The Evolving Self - Robert Kegan


Para um artigo sobre este material, acesse

 
Segue um resumo da obra de Robert Kegan: "The evolving Self". 1982. Harvard University Press. Este livro é leitura árdua, não tenha ilusões quanto a isso. Mas abre perspectivas novas e instigantes no trabalho com psicoterapia.
Considero sua leitura fundamental para a construção de uma visão de desenvolvimento do ego adulto na sociedade contemporânea. E também para entender os intrincados processos cognitivos a que estamos sujeitos nas crises da vida, muito além dos traumas emocionais e das questões infantis. Para muito além do corpo e do estudo do caráter.


Boa leitura.
Andre B. - Setembro de 2008.




E. Kant - “A Percepção sem conceituação é cega” .
A. Huxley “Experiência não é o que acontece a você, mas o que você faz com o que acontece a você”.



A proposta principal do trabalho do autor é integrar a abordagem cognitiva - desenvolvimentista de Jean Piaget com as linhas neo –psicanalíticas, em especial a abordagem de relações de objeto.
Essa sua obra inicial, "The evolving self", de 1982, ainda sem tradução para o português, delineia uma teoria completa nessa direção. A 1ª parte do livro explora as teorias de Piaget e Lawrence Kohlberg, que serão integradas no capítulo 3 da parte 1. No capítulo 3 o autor faz uma rápida descrição de sua taxonomia, de um ponto de vista estrutural. Como num "scanner", passamos rapidamente pelos estágios de crescimento a que estamos sujeitos durante toda uma vida. Na parte 2, o autor inicia uma investigação fenomenológica, capítulo a capítulo, etapa por etapa, das fases de desenvolvimento propostas. A saber: A incorporativa/impulsiva (Nível um), Imperial (nível dois), Interpessoal (nível três), Institucional (nível quatro). O estágio interindividual (nível cinco) não é abordado nessa obra. Ele reaparece no seu segundo livro “In over our heads”, de 1994, onde o autor a desenvolve em vários contextos da vida adulta.
Para o autor, a abordagem piagetiana está mais bem equipada para lidar com as questões mais centrais e atuais das psicologias psicodinâmicas, mais em voga na prática clínica contemporânea.


O tema deste livro pode ser descrito como o estudo do ser humano tanto como processo (visão construtivista) quanto como “coisa”, ou entidade. O ser humano é visto como uma atividade: Aproveitando essa fecunda discussão, o autor nesta introdução nos apresenta às duas idéias que, segundo sua visão, mais influenciou a atividade intelectual nos dois últimos séculos: O construtivismo (pessoas ou sistemas constroem a realidade) e o desenvolvimentalismo (Sistemas orgânicos evoluem através de princípios regulares de estabilidade e mudança).

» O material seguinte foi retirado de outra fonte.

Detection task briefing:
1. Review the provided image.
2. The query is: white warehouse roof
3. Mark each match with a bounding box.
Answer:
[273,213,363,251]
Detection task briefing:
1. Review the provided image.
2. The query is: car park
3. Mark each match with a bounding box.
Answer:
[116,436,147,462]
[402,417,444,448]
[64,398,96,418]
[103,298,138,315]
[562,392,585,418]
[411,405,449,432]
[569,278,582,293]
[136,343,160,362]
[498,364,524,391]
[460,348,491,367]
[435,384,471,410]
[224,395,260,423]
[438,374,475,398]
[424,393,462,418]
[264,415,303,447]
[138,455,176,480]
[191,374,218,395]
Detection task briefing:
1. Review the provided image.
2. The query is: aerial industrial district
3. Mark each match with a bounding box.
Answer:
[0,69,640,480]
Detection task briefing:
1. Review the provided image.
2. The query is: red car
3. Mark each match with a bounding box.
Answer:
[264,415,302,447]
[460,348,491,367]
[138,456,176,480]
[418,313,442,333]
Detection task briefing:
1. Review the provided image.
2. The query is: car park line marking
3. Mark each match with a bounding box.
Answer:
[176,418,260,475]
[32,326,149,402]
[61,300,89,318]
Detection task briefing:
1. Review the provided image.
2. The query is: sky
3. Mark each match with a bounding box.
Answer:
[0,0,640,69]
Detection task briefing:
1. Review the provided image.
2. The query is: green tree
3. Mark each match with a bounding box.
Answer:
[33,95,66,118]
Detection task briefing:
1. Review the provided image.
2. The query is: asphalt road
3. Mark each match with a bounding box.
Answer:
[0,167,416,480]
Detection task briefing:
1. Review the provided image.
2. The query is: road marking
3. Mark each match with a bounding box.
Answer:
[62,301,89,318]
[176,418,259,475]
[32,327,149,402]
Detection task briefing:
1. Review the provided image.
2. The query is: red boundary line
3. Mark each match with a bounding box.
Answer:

Refletindo sobre a natureza de como a cognição é construída e mantida, o autor argumenta que o que um “organismo faz de mais básico é organizar”. E o que ele organiza é o sentido. Não se trata de afirmar que a pessoa “cria” ou “faz” o sentido. É mais como afirmar que a atividade de ser uma pessoa é a atividade de criar ou fazer sentido.

Não há, portanto, nenhum sentimento, experiência, pensamento ou percepção independente de um contexto de criar sentido. Nada se torna um sentimento, uma experiência, um pensamento, uma percepção por si só.

“A principal coisa que fazemos com o que nos acontece é organizar aquilo”.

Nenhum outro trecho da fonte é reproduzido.